I have a sample dataframe as follows:
Main Key | Second | Column A | Column B | Column C | Column D | Column E |
---|---|---|---|---|---|---|
First | A | Value 1 | Value 2 | Value 3 | Value 4 | Value 5 |
Second | B | Value 6 | Value 7 | Value 8 | Value 9 | Value 10 |
Third | C | Value 11 | Value 12 | Value 13 | Value 14 | Value 15 |
Fourth | D | Value 16 | Value 17 | Value 18 | Value 19 | Value 20 |
I want to make a new column called 'Aggregated Data', where I make each value in Columns A to E, as key-value pair, and combine them in 'Aggregated Data' in JSON Format
The expected output would look like this:
Main Key | Second | Aggregated Data |
---|---|---|
First | A | {"Column A":"Value 1","Column B":"Value 2","Column C":"Value 3","Column D":"Value 4","Column E":"Value 5"} |
Second | B | {"Column A":"Value 6","Column B":"Value 7","Column C":"Value 8","Column D":"Value 9","Column E":"Value 10"} |
Third | C | {"Column A":"Value 11","Column B":"Value 12","Column C":"Value 13","Column D":"Value 14","Column E":"Value 15"} |
Fourth | D | {"Column A":"Value 16","Column B":"Value 17","Column C":"Value 18","Column D":"Value 19","Column E":"Value 20"} |
Any idea how this can be achieved?
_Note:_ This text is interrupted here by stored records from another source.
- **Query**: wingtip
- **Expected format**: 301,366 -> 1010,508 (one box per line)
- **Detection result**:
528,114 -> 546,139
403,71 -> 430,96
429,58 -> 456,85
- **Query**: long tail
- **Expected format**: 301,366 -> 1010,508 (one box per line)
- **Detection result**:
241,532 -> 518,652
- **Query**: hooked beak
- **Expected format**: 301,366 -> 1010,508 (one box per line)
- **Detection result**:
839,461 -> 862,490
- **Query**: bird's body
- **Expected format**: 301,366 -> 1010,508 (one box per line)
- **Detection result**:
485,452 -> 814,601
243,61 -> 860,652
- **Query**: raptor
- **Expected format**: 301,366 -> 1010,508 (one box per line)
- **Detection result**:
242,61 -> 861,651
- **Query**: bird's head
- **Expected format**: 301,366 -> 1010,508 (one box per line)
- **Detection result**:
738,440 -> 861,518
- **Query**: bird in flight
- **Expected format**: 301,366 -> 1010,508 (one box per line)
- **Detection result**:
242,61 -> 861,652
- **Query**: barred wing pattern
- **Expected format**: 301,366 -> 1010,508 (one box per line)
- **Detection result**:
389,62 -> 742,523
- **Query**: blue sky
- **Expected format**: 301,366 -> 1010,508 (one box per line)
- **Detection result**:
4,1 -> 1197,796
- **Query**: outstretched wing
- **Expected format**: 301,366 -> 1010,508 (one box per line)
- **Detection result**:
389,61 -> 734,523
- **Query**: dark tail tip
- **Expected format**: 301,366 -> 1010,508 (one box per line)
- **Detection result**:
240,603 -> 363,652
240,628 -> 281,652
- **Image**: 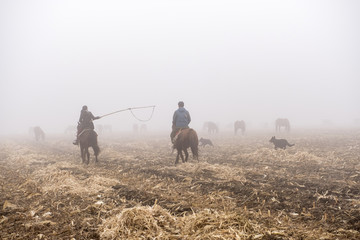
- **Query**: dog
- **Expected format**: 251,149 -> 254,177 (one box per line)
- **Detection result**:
269,136 -> 294,149
199,137 -> 214,147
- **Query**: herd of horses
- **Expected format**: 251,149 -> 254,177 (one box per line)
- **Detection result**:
30,118 -> 291,166
203,118 -> 290,135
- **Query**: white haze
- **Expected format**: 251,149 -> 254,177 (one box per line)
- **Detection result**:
1,0 -> 359,135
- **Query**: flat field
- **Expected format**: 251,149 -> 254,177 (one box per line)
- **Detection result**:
0,129 -> 359,239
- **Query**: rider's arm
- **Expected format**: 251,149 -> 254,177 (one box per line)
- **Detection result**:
90,112 -> 101,120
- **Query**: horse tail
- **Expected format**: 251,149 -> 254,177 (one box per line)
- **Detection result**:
90,130 -> 101,155
93,145 -> 100,155
189,129 -> 199,161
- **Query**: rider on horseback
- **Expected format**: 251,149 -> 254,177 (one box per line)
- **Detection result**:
73,105 -> 101,145
170,101 -> 191,144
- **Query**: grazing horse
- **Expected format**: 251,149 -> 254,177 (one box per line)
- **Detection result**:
234,120 -> 246,135
33,126 -> 45,141
78,129 -> 100,164
173,128 -> 199,165
203,121 -> 218,134
275,118 -> 290,132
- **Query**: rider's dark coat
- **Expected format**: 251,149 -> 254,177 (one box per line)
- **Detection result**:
79,110 -> 97,130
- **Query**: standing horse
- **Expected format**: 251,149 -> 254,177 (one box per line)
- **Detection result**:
173,128 -> 199,165
234,120 -> 246,135
78,129 -> 100,164
33,126 -> 45,141
275,118 -> 290,132
203,121 -> 218,134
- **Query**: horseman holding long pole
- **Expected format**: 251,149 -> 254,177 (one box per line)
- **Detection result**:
73,105 -> 101,145
72,104 -> 156,145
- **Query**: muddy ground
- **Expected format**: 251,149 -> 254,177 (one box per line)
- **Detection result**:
0,129 -> 359,239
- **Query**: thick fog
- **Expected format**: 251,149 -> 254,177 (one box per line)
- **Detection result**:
1,0 -> 359,135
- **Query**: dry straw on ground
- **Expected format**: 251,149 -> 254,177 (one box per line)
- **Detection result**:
1,131 -> 359,239
99,204 -> 266,240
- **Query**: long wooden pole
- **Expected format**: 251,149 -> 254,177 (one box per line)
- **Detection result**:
99,105 -> 155,118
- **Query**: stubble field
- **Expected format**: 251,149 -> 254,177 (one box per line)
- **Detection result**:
0,129 -> 359,239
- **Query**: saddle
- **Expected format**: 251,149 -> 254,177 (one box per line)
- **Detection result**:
78,128 -> 97,137
172,129 -> 182,144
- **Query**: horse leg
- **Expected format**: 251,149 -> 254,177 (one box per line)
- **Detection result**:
81,147 -> 85,164
184,149 -> 189,162
175,151 -> 180,165
92,145 -> 100,163
179,150 -> 185,163
86,148 -> 90,164
94,147 -> 98,163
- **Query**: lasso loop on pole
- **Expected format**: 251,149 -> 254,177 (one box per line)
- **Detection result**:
129,106 -> 155,122
99,105 -> 156,122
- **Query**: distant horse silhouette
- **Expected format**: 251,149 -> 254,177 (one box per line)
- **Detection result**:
203,121 -> 218,134
275,118 -> 290,132
78,129 -> 100,164
173,128 -> 199,165
234,120 -> 246,135
33,126 -> 45,141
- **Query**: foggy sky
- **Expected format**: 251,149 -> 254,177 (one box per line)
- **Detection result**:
1,0 -> 359,135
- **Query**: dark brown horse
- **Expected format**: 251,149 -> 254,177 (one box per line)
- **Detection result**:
275,118 -> 290,132
78,129 -> 100,164
234,120 -> 246,135
173,128 -> 199,165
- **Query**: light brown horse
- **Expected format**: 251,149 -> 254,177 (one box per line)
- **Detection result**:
173,128 -> 199,165
275,118 -> 290,132
234,120 -> 246,135
78,129 -> 100,164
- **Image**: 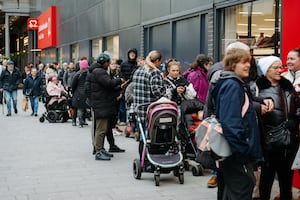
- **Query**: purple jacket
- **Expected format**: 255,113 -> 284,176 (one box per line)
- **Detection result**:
182,67 -> 209,103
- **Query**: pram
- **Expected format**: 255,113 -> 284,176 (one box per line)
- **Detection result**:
178,99 -> 205,176
39,85 -> 70,123
133,97 -> 184,186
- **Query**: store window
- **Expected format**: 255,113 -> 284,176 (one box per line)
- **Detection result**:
71,43 -> 79,63
106,35 -> 119,59
92,38 -> 102,61
219,0 -> 281,58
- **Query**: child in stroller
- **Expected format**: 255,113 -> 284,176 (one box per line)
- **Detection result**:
133,97 -> 184,186
124,82 -> 138,139
178,99 -> 205,176
39,76 -> 70,123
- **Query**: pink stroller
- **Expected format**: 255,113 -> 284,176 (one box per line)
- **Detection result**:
133,97 -> 184,186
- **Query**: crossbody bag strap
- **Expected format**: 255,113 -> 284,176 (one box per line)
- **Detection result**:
241,93 -> 249,117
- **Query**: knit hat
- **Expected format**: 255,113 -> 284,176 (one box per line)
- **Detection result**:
80,60 -> 89,69
258,56 -> 281,76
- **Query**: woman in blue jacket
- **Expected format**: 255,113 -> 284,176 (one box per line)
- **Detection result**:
211,48 -> 262,200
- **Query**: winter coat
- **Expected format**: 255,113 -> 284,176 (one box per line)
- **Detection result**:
255,76 -> 300,153
182,67 -> 209,103
88,63 -> 122,119
164,75 -> 190,105
22,74 -> 43,98
63,69 -> 76,88
211,71 -> 263,162
71,69 -> 88,109
0,67 -> 22,91
120,48 -> 138,81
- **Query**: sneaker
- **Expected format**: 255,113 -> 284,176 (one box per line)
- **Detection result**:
207,175 -> 218,188
14,109 -> 18,114
78,125 -> 83,128
34,113 -> 38,117
31,113 -> 34,116
72,121 -> 77,126
100,149 -> 113,157
6,113 -> 11,117
109,145 -> 125,153
95,151 -> 111,160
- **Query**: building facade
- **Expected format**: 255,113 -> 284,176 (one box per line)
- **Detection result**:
1,0 -> 300,70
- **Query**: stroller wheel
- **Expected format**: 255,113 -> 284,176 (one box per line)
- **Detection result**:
133,159 -> 142,179
192,166 -> 200,176
47,111 -> 57,123
39,116 -> 45,123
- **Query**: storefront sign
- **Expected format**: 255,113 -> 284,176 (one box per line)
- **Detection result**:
27,18 -> 39,30
37,6 -> 57,49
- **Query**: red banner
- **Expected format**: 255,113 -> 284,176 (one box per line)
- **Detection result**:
281,0 -> 300,64
37,6 -> 57,49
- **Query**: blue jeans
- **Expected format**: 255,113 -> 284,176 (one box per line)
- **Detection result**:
118,95 -> 127,123
29,96 -> 39,114
4,90 -> 17,114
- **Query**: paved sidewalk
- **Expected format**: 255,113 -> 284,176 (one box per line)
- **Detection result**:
0,90 -> 295,200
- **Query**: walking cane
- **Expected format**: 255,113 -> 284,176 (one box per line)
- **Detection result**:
1,91 -> 3,115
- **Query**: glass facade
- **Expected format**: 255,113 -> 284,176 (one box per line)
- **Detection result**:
219,0 -> 281,59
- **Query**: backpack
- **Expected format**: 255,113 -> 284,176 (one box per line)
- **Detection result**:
195,93 -> 249,169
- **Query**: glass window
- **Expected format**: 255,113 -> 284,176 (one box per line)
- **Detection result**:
71,43 -> 79,63
219,0 -> 280,58
106,35 -> 119,59
92,38 -> 102,61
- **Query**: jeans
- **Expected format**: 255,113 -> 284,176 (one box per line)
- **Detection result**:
118,95 -> 126,123
4,90 -> 17,113
29,96 -> 39,114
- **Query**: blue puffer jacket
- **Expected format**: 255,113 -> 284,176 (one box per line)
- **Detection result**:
0,67 -> 22,91
212,71 -> 263,162
22,74 -> 43,98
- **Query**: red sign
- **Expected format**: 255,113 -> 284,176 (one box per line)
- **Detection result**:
27,18 -> 38,30
37,6 -> 57,49
281,0 -> 300,65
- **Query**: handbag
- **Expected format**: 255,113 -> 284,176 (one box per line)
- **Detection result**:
195,93 -> 249,169
265,122 -> 291,151
264,90 -> 291,151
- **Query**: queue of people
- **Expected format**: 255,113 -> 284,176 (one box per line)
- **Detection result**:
0,43 -> 299,199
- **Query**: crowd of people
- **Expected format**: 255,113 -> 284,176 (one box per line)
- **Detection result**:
0,42 -> 299,200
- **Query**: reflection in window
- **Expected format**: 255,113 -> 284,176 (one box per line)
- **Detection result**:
71,43 -> 79,63
221,0 -> 280,57
106,35 -> 119,59
92,38 -> 102,61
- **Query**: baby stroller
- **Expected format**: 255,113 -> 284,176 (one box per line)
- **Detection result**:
178,99 -> 205,176
39,86 -> 70,123
133,97 -> 184,186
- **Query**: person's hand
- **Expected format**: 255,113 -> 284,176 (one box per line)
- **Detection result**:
263,99 -> 274,112
261,104 -> 269,115
176,86 -> 185,94
0,88 -> 3,92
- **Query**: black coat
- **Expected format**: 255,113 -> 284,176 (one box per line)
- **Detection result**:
89,63 -> 121,118
71,69 -> 88,109
22,74 -> 43,98
0,67 -> 22,91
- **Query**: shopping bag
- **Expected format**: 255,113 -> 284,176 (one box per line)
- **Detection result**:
22,97 -> 28,112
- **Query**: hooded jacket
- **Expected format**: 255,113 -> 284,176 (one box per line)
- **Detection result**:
87,62 -> 121,118
120,48 -> 138,81
212,71 -> 262,162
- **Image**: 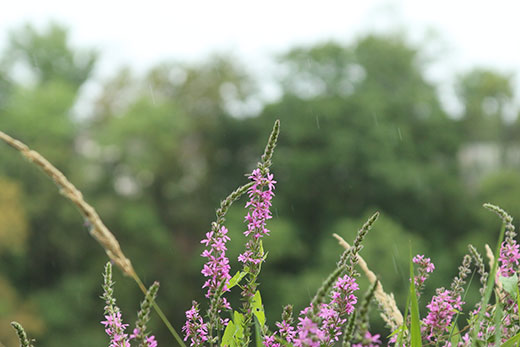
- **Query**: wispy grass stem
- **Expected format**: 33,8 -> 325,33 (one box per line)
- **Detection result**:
0,130 -> 185,347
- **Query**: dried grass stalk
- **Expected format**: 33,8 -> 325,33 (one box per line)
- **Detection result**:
485,243 -> 504,294
333,233 -> 403,330
0,131 -> 135,278
484,243 -> 495,271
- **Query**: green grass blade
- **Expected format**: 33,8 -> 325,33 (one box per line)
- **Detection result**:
502,332 -> 520,347
409,248 -> 422,347
471,221 -> 506,342
228,271 -> 247,289
449,323 -> 461,346
494,300 -> 502,345
516,285 -> 520,317
395,286 -> 411,345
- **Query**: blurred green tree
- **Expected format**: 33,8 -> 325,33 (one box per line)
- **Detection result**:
83,54 -> 260,340
250,35 -> 473,251
0,23 -> 104,346
456,68 -> 513,143
3,22 -> 96,88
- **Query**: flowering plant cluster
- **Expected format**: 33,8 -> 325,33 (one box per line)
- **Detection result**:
100,261 -> 160,347
177,123 -> 520,347
180,121 -> 385,347
8,121 -> 520,347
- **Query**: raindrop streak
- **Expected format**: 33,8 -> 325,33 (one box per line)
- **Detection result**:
392,244 -> 403,279
316,116 -> 320,129
149,85 -> 156,105
372,112 -> 379,126
397,127 -> 403,141
392,254 -> 400,275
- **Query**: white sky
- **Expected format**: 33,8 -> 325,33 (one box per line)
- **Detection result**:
2,0 -> 520,116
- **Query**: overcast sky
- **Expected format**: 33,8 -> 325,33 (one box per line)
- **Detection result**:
2,0 -> 520,115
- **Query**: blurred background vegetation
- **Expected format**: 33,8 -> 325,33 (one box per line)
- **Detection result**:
1,22 -> 520,345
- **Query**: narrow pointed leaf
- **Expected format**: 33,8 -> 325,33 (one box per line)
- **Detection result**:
252,290 -> 266,327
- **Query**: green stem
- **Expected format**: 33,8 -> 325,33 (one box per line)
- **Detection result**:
133,273 -> 186,347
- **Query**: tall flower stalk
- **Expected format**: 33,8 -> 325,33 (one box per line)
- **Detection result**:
184,120 -> 280,347
101,262 -> 131,346
238,122 -> 279,346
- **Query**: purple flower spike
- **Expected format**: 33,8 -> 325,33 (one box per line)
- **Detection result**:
101,311 -> 131,347
200,225 -> 232,299
182,302 -> 209,347
331,275 -> 359,316
422,288 -> 463,342
413,254 -> 435,289
499,240 -> 520,277
239,169 -> 276,266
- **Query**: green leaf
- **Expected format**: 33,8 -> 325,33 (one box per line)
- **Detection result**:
221,312 -> 245,347
388,325 -> 404,338
409,248 -> 422,347
228,271 -> 247,289
499,274 -> 519,299
233,311 -> 245,339
252,290 -> 266,327
255,317 -> 263,347
502,331 -> 520,347
449,323 -> 460,346
222,320 -> 236,347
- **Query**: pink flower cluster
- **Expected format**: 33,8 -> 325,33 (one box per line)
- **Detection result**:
238,169 -> 276,265
293,313 -> 325,347
318,304 -> 345,345
265,275 -> 359,347
499,240 -> 520,277
275,319 -> 297,342
422,288 -> 463,341
101,311 -> 130,347
412,254 -> 435,288
331,275 -> 359,316
263,334 -> 281,347
182,302 -> 209,347
200,225 -> 232,305
101,311 -> 157,347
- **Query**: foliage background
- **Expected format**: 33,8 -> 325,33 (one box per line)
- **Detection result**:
1,22 -> 520,345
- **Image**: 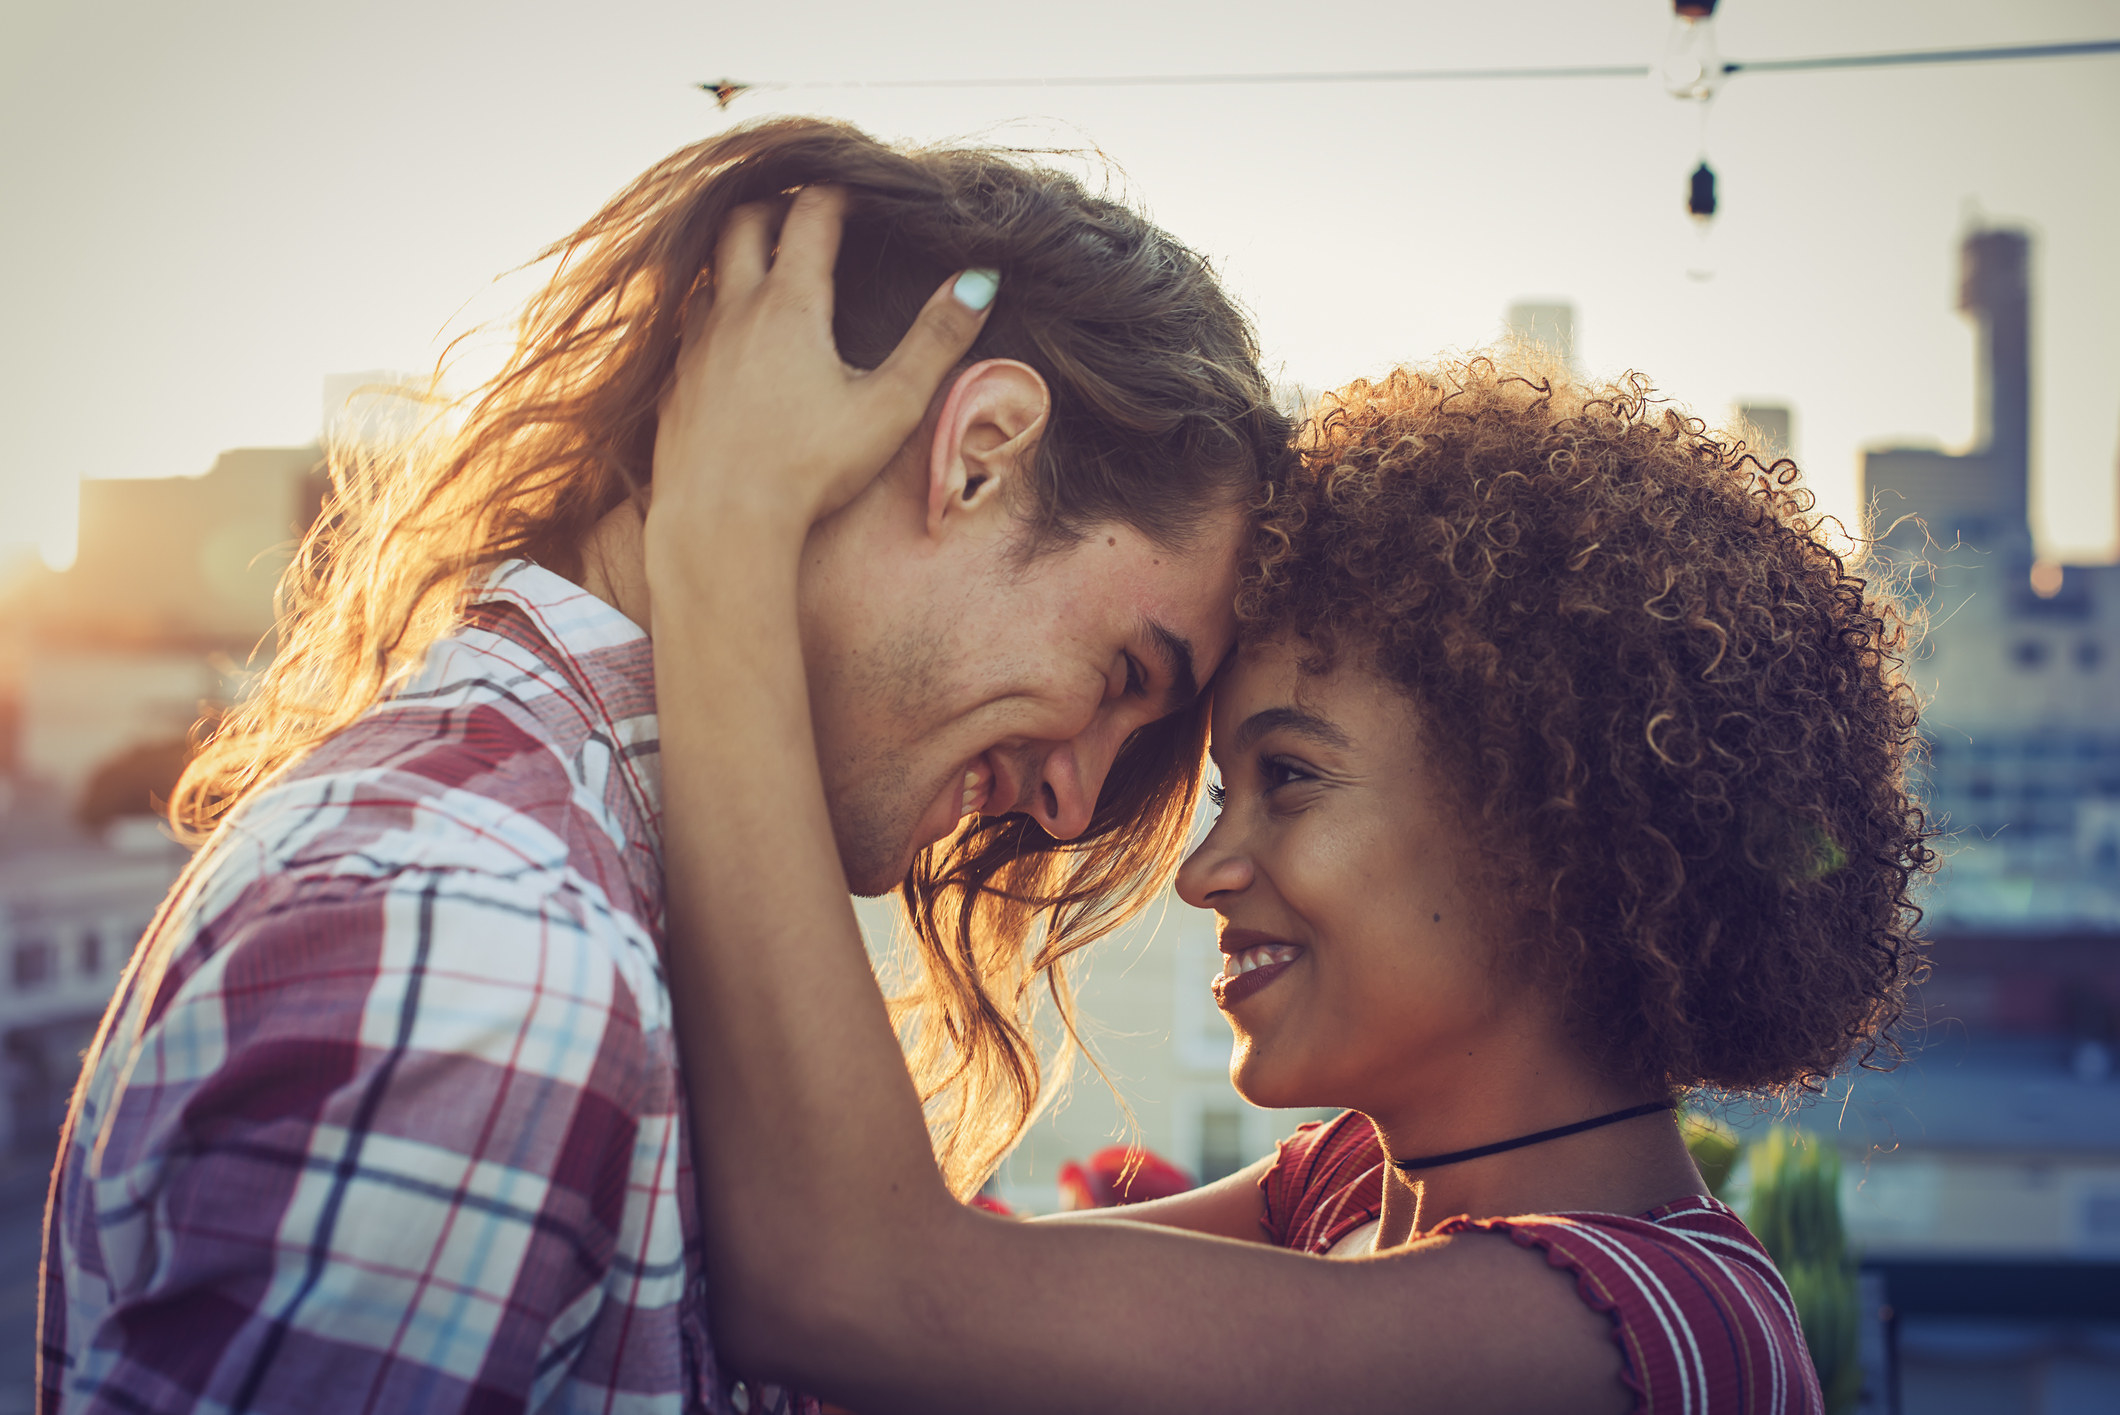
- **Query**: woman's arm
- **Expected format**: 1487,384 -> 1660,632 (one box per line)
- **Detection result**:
1035,1154 -> 1273,1242
647,189 -> 1626,1415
Thanks
CodePudding user response:
Via intermediate pandas.DataFrame.to_dict
call (with orient records
to obtain lists like [{column -> value}, … , {column -> value}]
):
df[['Main Key', 'Second']].assign(Aggregated_Data=df.set_index(['Main Key', 'Second']).to_dict(orient='records'))
Main Key Second Aggregated_Data
0 First A {'Column A': 'Value 1 ', 'Column B': 'Value 2 ...
1 Second B {'Column A': 'Value 6 ', 'Column B': 'Value 7 ...
2 Third C {'Column A': 'Value 11 ', 'Column B': 'Value 1...
3 Fourth D {'Column A': 'Value 16 ', 'Column B': 'Value 1...
CodePudding user response:
Just skip the first two columns and call to_json
:
out = (df[["Main Key", "Second"]]
.assign(Aggregated_Data= df.iloc[:, 2:]
.apply(lambda x: x.to_json(), axis=1))
Alternatively, use a dict/listcomp :
df["Aggregated_Data"] = [{k: v for k, v in zip(df.columns[2:], v)}
for v in df.iloc[:,2:].to_numpy()]
Output :
print(out)
Main Key Second Aggregated_Data
0 First A {"Column A":"Value 1","Column B":"Value 2","Co...
1 Second B {"Column A":"Value 6","Column B":"Value 7","Co...
2 Third C {"Column A":"Value 11","Column B":"Value 12","...
3 Fourth D {"Column A":"Value 16","Column B":"Value 17","...